# 1967 replacing metal under rear window Help?



## Groundczero (Nov 28, 2012)

I have some rust at the lip of the rear window (the metal covered by the chrome strip), I also noticed the metal behind the seats(the ledge were the speakers are mounted) is rusted. I am wondering if this is a continouse piece of metal that can be replaced or if it is two seperate pieces of metal? Is there someone doing a re-pop of this metal, and what is the exact name for these piece(ses) of metal.

Thank you.


----------



## jmt455 (Mar 26, 2012)

You'll probably need the panel that goes between the rear window and the trunk, as well as patching or replacing the rear section of the package tray.

The window-to-trunk panel is available from most Pontiac restoration companies.










OPGI:
http://www.opgi.com/p/steel-body-panels/4430/60/CAM7627.html

AMES:
https://secure.amesperf.com/qilan/Detail_Web?part_num=L174H&order_number=3086198&web_access=Y


You can usually also order this from a local auto parts store and avoid the shipping charges; it's often less costly that way.


Once you start cutting out the rusty parts, you'll discover what else you will need. 
You might want to take a look at the Dynacorn and Sherman catalogs to see what is available. 

Dynacorn International Inc.
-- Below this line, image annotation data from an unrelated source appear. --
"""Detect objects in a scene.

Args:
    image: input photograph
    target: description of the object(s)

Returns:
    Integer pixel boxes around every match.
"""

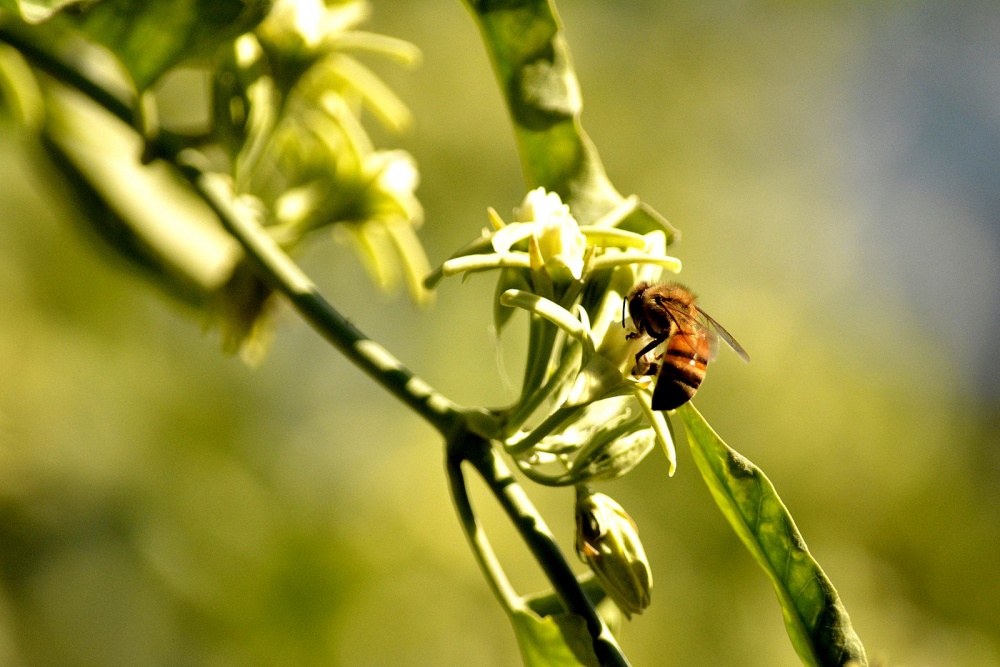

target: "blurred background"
[0,0,1000,667]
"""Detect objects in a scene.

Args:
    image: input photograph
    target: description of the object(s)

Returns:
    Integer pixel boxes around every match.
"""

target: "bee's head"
[622,281,649,330]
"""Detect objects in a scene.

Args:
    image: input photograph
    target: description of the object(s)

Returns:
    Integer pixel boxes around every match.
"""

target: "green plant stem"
[0,18,629,667]
[448,434,629,667]
[0,22,465,437]
[446,436,524,616]
[179,167,464,436]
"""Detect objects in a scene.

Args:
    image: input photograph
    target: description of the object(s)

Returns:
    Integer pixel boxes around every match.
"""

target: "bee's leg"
[632,338,664,375]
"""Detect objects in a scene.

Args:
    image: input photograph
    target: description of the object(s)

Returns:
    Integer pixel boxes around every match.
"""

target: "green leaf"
[676,403,868,667]
[511,611,600,667]
[72,0,272,92]
[0,0,83,23]
[466,0,676,243]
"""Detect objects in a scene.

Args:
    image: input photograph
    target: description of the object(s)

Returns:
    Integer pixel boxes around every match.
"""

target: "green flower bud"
[576,486,653,618]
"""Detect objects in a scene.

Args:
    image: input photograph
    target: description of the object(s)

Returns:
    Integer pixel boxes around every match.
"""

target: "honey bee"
[622,282,750,410]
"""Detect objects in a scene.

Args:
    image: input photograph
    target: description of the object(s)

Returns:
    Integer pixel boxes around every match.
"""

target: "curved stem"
[458,437,629,667]
[446,438,524,616]
[185,167,464,436]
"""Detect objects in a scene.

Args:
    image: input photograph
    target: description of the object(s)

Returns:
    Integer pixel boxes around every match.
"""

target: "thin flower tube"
[425,188,680,486]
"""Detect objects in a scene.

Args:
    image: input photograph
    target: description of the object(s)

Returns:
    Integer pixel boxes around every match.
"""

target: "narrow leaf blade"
[677,403,868,667]
[511,611,600,667]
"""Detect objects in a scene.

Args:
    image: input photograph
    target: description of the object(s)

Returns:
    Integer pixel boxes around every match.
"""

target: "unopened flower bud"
[576,486,653,618]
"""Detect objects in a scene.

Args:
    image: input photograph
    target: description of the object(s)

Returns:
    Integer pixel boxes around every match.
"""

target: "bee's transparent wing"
[698,308,750,361]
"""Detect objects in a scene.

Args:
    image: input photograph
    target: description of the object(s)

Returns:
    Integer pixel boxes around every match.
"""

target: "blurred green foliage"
[0,0,1000,666]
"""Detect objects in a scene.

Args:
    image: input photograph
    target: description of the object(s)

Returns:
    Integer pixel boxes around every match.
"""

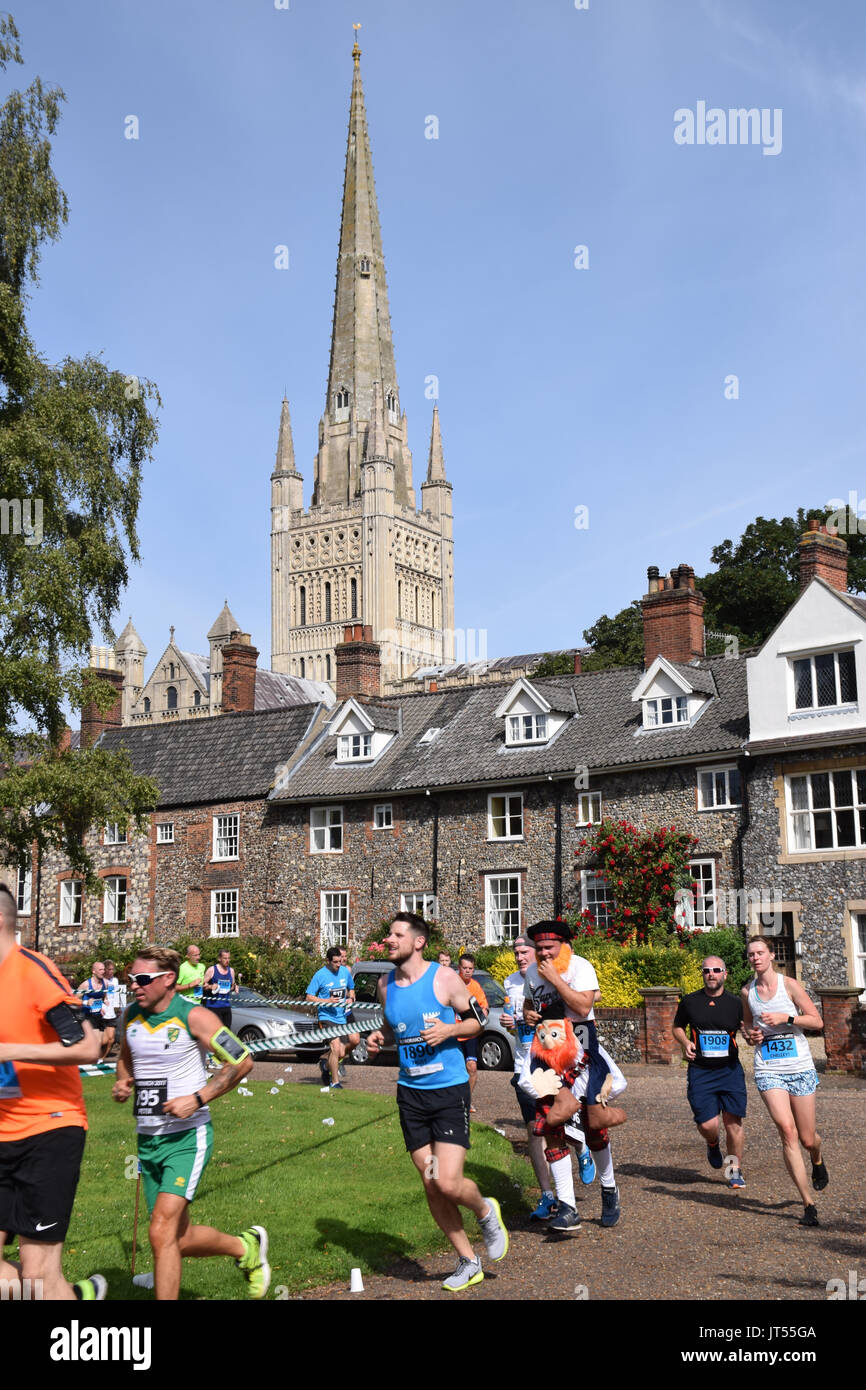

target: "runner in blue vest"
[367,912,509,1293]
[202,949,238,1029]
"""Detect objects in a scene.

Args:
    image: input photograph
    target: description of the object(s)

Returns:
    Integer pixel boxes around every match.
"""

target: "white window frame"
[581,869,616,930]
[688,859,719,931]
[15,866,33,917]
[373,801,393,830]
[210,888,240,937]
[644,695,689,728]
[103,873,129,927]
[310,806,345,855]
[60,878,85,927]
[577,791,603,826]
[487,791,524,842]
[785,767,866,855]
[400,892,439,922]
[213,810,240,860]
[484,873,523,947]
[698,763,742,810]
[791,646,858,714]
[506,710,550,748]
[318,888,349,952]
[336,733,373,763]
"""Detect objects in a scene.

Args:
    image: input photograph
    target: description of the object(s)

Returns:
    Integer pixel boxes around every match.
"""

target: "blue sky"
[15,0,866,664]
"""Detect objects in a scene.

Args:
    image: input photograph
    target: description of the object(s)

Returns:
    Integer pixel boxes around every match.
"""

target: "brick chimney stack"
[798,517,848,594]
[334,623,381,701]
[641,564,706,669]
[222,632,259,714]
[81,666,124,748]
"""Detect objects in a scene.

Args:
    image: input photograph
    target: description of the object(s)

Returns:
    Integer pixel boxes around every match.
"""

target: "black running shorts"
[398,1081,470,1154]
[0,1125,86,1245]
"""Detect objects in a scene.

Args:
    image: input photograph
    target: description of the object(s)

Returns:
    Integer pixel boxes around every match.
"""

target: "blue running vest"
[385,960,468,1091]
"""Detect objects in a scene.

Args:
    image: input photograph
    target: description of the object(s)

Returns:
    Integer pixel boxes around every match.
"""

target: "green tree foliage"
[0,17,158,887]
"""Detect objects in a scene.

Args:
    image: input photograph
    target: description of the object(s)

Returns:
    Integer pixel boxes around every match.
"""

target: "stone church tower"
[271,43,455,689]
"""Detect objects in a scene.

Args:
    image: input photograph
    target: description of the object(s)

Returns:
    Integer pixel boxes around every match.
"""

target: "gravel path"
[247,1061,866,1301]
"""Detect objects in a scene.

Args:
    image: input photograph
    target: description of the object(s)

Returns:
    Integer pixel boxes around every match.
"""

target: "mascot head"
[531,1012,581,1074]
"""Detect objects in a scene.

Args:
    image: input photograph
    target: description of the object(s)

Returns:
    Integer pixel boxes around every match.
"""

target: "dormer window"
[792,651,858,710]
[644,695,688,728]
[336,734,373,763]
[509,714,548,744]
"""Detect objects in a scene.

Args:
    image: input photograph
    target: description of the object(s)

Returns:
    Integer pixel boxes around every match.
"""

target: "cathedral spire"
[427,406,446,482]
[274,396,297,473]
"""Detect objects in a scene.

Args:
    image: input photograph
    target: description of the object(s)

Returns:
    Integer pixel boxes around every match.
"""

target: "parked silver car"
[352,960,514,1072]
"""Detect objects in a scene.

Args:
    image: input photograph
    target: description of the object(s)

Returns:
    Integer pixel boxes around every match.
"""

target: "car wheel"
[478,1033,513,1072]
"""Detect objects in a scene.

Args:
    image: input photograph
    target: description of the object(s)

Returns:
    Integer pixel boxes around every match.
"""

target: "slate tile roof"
[272,657,748,801]
[99,705,318,808]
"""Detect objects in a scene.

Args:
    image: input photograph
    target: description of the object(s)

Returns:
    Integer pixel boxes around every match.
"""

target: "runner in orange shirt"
[0,884,106,1301]
[457,951,489,1115]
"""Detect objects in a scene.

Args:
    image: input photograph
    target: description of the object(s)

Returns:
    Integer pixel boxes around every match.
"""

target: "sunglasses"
[129,970,171,990]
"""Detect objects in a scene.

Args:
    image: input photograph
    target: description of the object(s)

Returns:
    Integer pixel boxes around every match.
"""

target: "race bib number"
[0,1062,21,1101]
[760,1033,796,1062]
[135,1076,168,1120]
[698,1029,731,1059]
[398,1037,442,1076]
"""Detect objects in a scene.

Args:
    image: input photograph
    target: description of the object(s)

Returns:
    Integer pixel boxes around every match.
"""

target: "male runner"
[457,951,489,1115]
[178,945,207,1000]
[202,948,238,1029]
[0,885,106,1301]
[523,922,620,1230]
[673,956,746,1191]
[306,947,361,1091]
[367,912,509,1293]
[75,960,108,1058]
[499,937,556,1220]
[111,947,271,1301]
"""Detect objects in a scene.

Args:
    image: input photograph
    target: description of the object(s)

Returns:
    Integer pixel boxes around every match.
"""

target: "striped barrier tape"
[78,1004,384,1076]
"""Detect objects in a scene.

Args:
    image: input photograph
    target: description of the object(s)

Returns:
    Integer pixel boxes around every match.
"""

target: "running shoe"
[602,1187,620,1226]
[236,1226,271,1298]
[72,1275,108,1302]
[442,1255,484,1294]
[478,1197,509,1261]
[577,1144,595,1187]
[550,1202,581,1236]
[530,1193,559,1220]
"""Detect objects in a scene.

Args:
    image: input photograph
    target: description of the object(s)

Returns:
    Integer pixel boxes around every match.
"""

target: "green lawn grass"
[44,1077,531,1300]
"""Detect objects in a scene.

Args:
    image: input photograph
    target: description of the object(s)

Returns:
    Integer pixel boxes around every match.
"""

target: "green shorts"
[139,1123,214,1212]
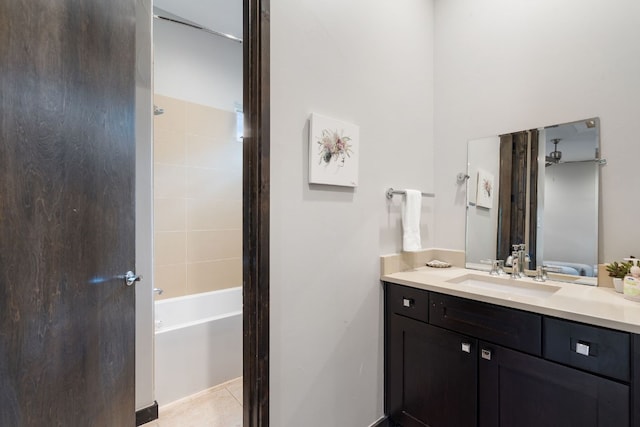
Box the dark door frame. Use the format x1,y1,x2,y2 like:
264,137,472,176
242,0,270,427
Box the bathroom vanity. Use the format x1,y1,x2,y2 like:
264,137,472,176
382,267,640,427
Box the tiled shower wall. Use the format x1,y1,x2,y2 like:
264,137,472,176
153,94,242,299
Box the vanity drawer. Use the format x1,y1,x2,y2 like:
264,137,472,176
544,317,631,381
387,283,429,322
429,292,542,356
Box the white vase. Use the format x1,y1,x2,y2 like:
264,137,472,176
613,277,624,293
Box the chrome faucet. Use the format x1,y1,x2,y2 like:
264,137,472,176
511,249,522,279
518,243,529,277
509,243,529,279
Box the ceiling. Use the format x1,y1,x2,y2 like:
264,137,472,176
153,0,242,38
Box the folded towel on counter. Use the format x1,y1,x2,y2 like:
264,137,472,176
402,190,422,252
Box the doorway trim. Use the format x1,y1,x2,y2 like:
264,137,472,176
242,0,270,427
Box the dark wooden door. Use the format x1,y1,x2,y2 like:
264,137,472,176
479,342,629,427
0,0,135,427
386,314,478,427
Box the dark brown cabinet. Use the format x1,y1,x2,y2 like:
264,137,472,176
480,342,629,427
387,314,478,427
385,283,640,427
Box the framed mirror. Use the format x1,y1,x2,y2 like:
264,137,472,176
466,118,604,285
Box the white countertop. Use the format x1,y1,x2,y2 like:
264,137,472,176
381,267,640,333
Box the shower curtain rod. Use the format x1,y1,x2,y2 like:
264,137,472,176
153,14,242,43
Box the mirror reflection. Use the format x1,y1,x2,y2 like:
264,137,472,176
466,118,601,284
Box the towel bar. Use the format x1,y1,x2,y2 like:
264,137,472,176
386,188,436,199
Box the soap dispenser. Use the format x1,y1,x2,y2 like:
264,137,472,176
623,258,640,301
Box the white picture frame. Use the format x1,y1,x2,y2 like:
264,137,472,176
309,113,360,187
476,169,495,209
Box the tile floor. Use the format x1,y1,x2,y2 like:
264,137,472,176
142,377,242,427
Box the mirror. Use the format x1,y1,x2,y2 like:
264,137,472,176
466,118,603,285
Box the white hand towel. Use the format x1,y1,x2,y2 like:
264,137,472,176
402,190,422,252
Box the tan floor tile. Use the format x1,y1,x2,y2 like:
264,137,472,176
226,377,243,405
143,378,242,427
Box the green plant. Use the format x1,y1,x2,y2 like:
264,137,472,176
606,257,635,279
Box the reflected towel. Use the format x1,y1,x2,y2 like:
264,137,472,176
402,190,422,252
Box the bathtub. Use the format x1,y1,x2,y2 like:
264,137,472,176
155,287,242,406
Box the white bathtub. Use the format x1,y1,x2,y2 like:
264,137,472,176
155,287,242,406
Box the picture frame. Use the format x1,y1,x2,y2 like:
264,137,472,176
476,169,495,209
309,113,360,187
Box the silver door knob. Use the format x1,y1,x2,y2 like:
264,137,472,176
124,271,142,286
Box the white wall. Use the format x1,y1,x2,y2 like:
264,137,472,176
135,0,154,410
153,19,242,111
434,0,640,261
270,0,436,427
466,135,500,263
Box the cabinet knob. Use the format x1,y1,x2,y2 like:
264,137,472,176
576,342,589,356
480,348,491,360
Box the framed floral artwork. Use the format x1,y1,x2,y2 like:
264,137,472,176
309,113,360,187
476,169,494,209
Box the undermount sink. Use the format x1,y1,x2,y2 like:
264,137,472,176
448,274,560,298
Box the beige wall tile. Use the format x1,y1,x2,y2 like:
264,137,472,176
187,168,242,200
153,129,187,165
153,231,187,265
153,198,187,232
153,94,187,134
187,200,242,231
153,263,187,299
154,95,242,297
186,103,236,139
187,258,242,294
187,229,242,263
153,163,187,198
186,135,242,170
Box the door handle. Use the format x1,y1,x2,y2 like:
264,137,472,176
124,271,142,286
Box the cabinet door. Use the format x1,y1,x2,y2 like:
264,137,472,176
386,314,478,427
478,342,629,427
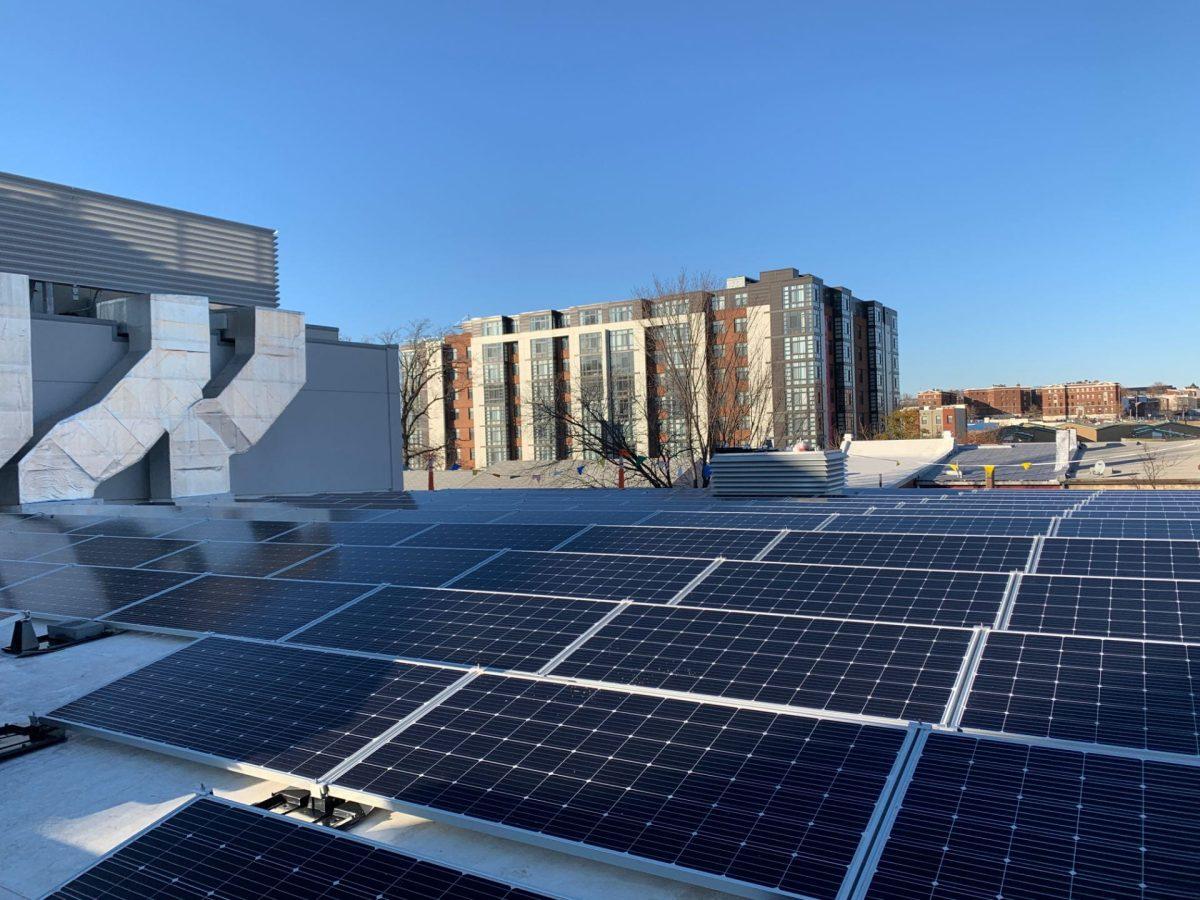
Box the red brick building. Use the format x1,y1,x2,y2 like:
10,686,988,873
962,384,1038,419
1042,382,1123,419
917,388,962,407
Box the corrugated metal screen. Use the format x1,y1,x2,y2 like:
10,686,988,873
0,172,280,306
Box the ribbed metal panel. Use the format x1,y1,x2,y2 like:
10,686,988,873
0,172,280,306
712,450,846,497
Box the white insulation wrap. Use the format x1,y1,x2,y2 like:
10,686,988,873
0,272,34,466
170,308,306,498
18,300,210,503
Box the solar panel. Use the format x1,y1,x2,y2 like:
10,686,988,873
110,575,376,641
684,562,1008,625
866,733,1200,900
144,541,325,577
0,571,192,619
962,631,1200,755
38,538,192,569
1037,538,1200,578
270,522,428,547
0,532,86,559
640,510,835,532
159,518,300,544
404,524,581,550
454,551,709,602
763,532,1033,572
281,547,492,587
50,637,462,779
496,509,652,526
1055,517,1200,541
821,514,1052,535
563,526,779,559
371,508,510,524
71,516,202,538
50,797,541,900
335,674,905,898
1008,575,1200,642
551,605,971,722
292,588,613,671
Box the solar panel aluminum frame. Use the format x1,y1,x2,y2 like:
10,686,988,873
41,636,480,797
941,626,991,728
4,573,209,628
326,710,918,900
836,725,931,900
46,792,566,900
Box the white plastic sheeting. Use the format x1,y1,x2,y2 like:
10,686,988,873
170,308,306,498
18,300,211,503
0,272,34,466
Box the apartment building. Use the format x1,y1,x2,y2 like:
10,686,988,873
1042,382,1124,419
918,403,967,442
412,269,900,468
962,384,1040,419
917,388,962,407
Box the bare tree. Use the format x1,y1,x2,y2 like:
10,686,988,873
1136,443,1163,491
365,319,453,469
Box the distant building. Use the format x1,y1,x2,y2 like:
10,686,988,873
917,388,962,407
1042,382,1124,420
918,403,967,442
962,384,1038,419
418,269,900,468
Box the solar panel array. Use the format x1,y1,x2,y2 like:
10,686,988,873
11,491,1200,898
50,797,542,900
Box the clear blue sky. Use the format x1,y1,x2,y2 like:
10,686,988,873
0,0,1200,391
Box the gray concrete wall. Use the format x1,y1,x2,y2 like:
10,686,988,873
19,316,403,499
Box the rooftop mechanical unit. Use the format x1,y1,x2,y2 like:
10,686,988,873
712,450,846,497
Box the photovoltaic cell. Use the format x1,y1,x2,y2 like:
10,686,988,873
641,510,836,532
1055,517,1200,541
454,551,709,602
112,575,370,641
71,516,202,538
270,522,439,547
37,538,192,569
138,541,325,577
292,588,612,671
50,637,462,779
52,797,549,900
1008,575,1200,642
683,562,1008,626
822,514,1052,535
335,674,904,898
868,734,1200,900
0,571,192,619
1037,538,1200,580
0,559,59,592
563,526,778,559
551,605,971,722
280,547,493,587
0,532,88,559
404,523,582,550
962,631,1200,755
159,518,300,544
764,532,1033,572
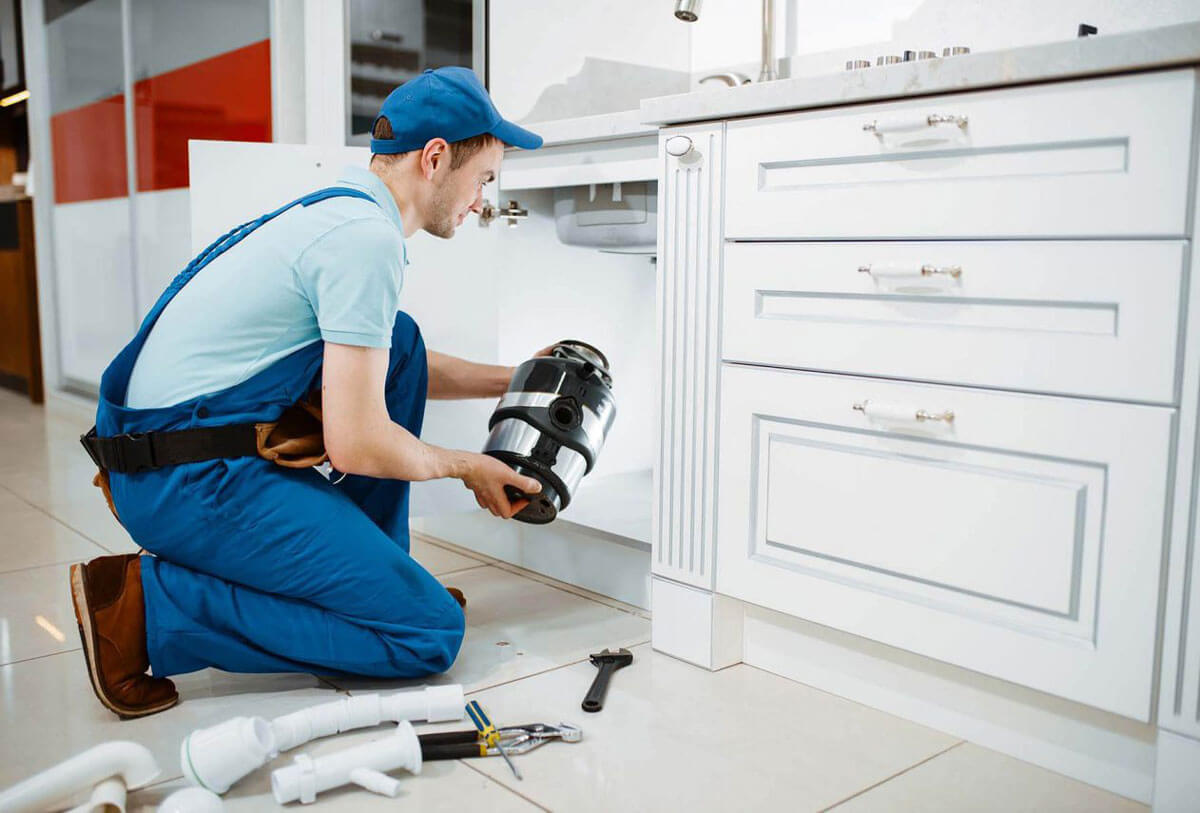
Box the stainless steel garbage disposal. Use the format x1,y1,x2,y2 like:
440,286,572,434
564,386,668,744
484,339,617,525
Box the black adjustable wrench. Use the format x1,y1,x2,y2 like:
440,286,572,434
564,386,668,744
583,649,634,711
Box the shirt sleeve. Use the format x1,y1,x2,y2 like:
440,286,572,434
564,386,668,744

The Muscle Car People

ShermanParts-Collision & Restoration Auto Parts, Bumpers & Rust Repair


----------



## curtdan62 (Oct 27, 2010)

any of the metal under the rear filler panel and rear package tray area are not reproduced so you will have to fabricate any metal that has rot in those areas.


----------



## fiesta62 (Jan 12, 2011)

heres a tip for you, i fish oiled my car to stop any rust, when i was painting the oil everywhere inside doors with a brush i found surface rust under the top shoulder of the doors, the doors were coated inside with a rust proof coat but it stops about 5 inchs from the top of doors, this area is open to condensation, my suface rust was a perfect film over the whole underside of the top of doors, then i found the same under the rear side windows just like your talking about, i held a camera inside doors took some pics with flash it shows really well whats going on up in these hidden areas.....its worth checking these areas out before its too late...


----------